Je dormais le 15 novembre à 0h50, lorsque Zuccotti Park fut cerné par un millier de policiers. Je rassemblai le peu de choses et les ouvrages que j’avais apportés – sur le génocide arménien, l’autodéfense de l’Artsakh et la destruction du cimetière de Djoufa [Djougha] – et je m’échappai. Ce fut une invasion chaotique. Les gens n’eurent même pas le temps d’emballer leurs affaires et la police détruisit beaucoup d’objets de valeur. Les journalistes furent empêchés de pénétrer dans les zones intérieures où des manifestants étaient passés au gaz lacrymogène et frappés. Six journalistes et 220 manifestants furent arrêtés. Au lieu de dialoguer avec les groupes organisateurs sur la manière d’aborder les problèmes, plus de 7 millions de dollars furent gaspillés en heures supplémentaires versées à la police.

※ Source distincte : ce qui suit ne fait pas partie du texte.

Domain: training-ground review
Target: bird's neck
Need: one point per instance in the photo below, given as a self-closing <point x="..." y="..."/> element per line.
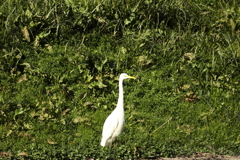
<point x="120" y="97"/>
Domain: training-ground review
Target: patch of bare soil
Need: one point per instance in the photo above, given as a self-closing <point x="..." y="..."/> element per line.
<point x="204" y="156"/>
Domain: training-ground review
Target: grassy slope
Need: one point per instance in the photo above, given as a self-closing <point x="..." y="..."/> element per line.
<point x="60" y="62"/>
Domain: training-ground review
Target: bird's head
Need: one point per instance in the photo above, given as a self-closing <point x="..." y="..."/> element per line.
<point x="125" y="76"/>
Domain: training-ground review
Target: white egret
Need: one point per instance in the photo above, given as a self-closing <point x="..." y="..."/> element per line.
<point x="113" y="126"/>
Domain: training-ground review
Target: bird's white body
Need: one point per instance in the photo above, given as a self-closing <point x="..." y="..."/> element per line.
<point x="113" y="126"/>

Durant quelques semaines à New York, sur la terre sacrée et spoliée des Lénape, livrée aujourd’hui aux promoteurs immobiliers et à la spéculation, les gens se sont permis de rappeler ce que les choses pourraient être s’il existait une gouvernance sans profit spéculatif, ni politiciens corrompus, ni lois oppressives, ni entreprises rapaces. OWS continue d’exister dans nos têtes et nos cœurs. J’espère qu’il y aura des tables arméniennes dans tous les sites Occupy à venir.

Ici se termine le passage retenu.